2) TCP stack has coalescing support. write(2) or sendmsg(2) should
append data into the last skb in write queue, and still use 32 KB
frags.
You get pathological skb when using sendpage() or when one thread
writes data into _multiple_ TCP sockets, since TCP stack uses
a per thread 32 KB reserve (
http://git.kernel.org/cgit/linux/kernel/git/torvalds/linux.git/commit/?id=5640f7685831e088fe6c2e1f863a6805962f8e81
)
2) As I said, implementing a limit in TCP stack is not enough. Your
patch is therefore adding complexity for all users, but is not a
general solution.
GRO, tun device, many things can still cook 'big skbs'
You need to properly implement a fallback, possibly using
ndo_features_check(), or directly from your ndo_start_xmit()
3) We currently have a very dumb way to fallback, forcing a linearize
call, likely to fail if memory is fragmented and skb big.
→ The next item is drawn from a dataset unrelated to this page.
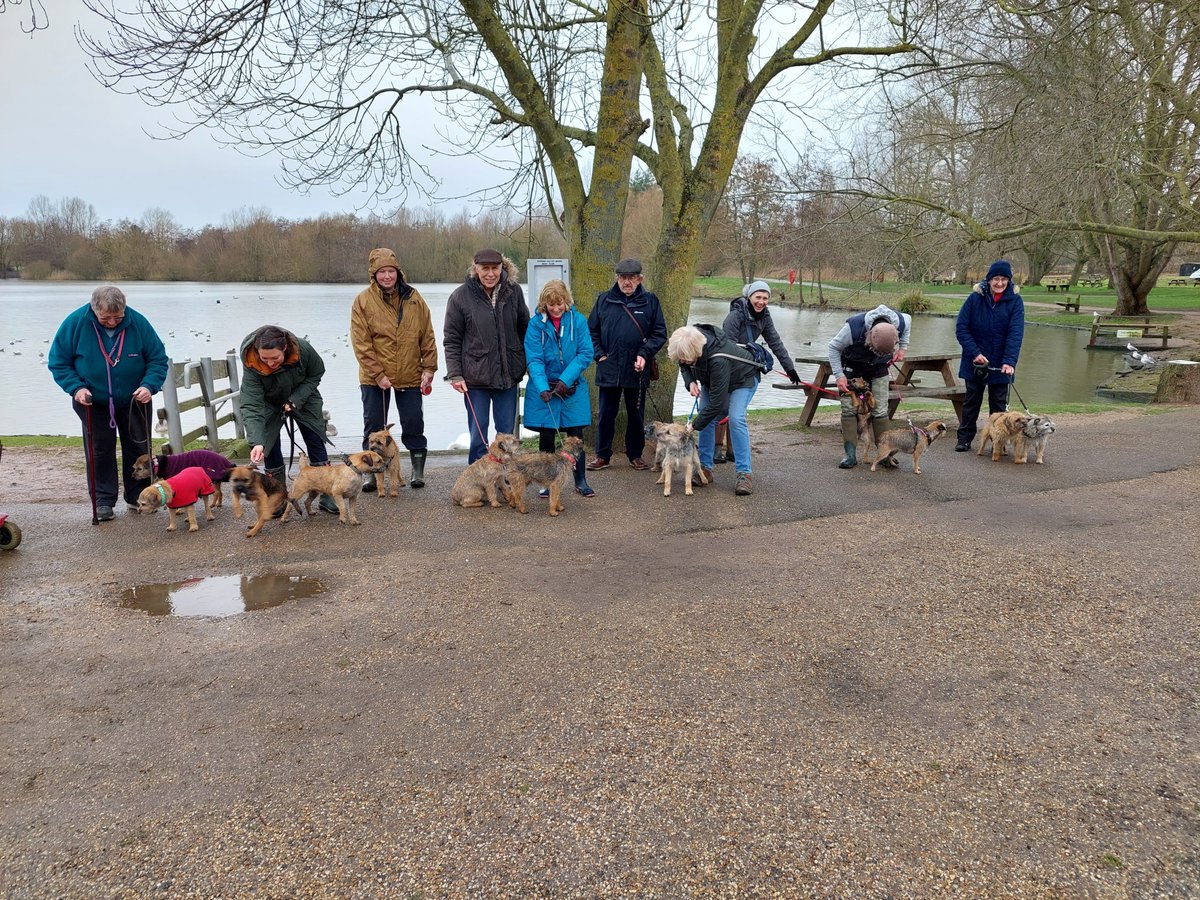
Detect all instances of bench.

You could instead provide a smart helper, trying to reduce the
number of frags in a skb by chosing adjacent frags and
re-allocating/merging them.
By choosing, I mean trying to pick smallest ones to minimize copy
cost, to get one skb with X less fragment. (X=1 in your case ?)
I know for example that bnx2x could benefit from such a helper, as
it has a 13 frags limits.
(bnx2x_pkt_req_lin(), called from bnx2x ndo_start_xmit()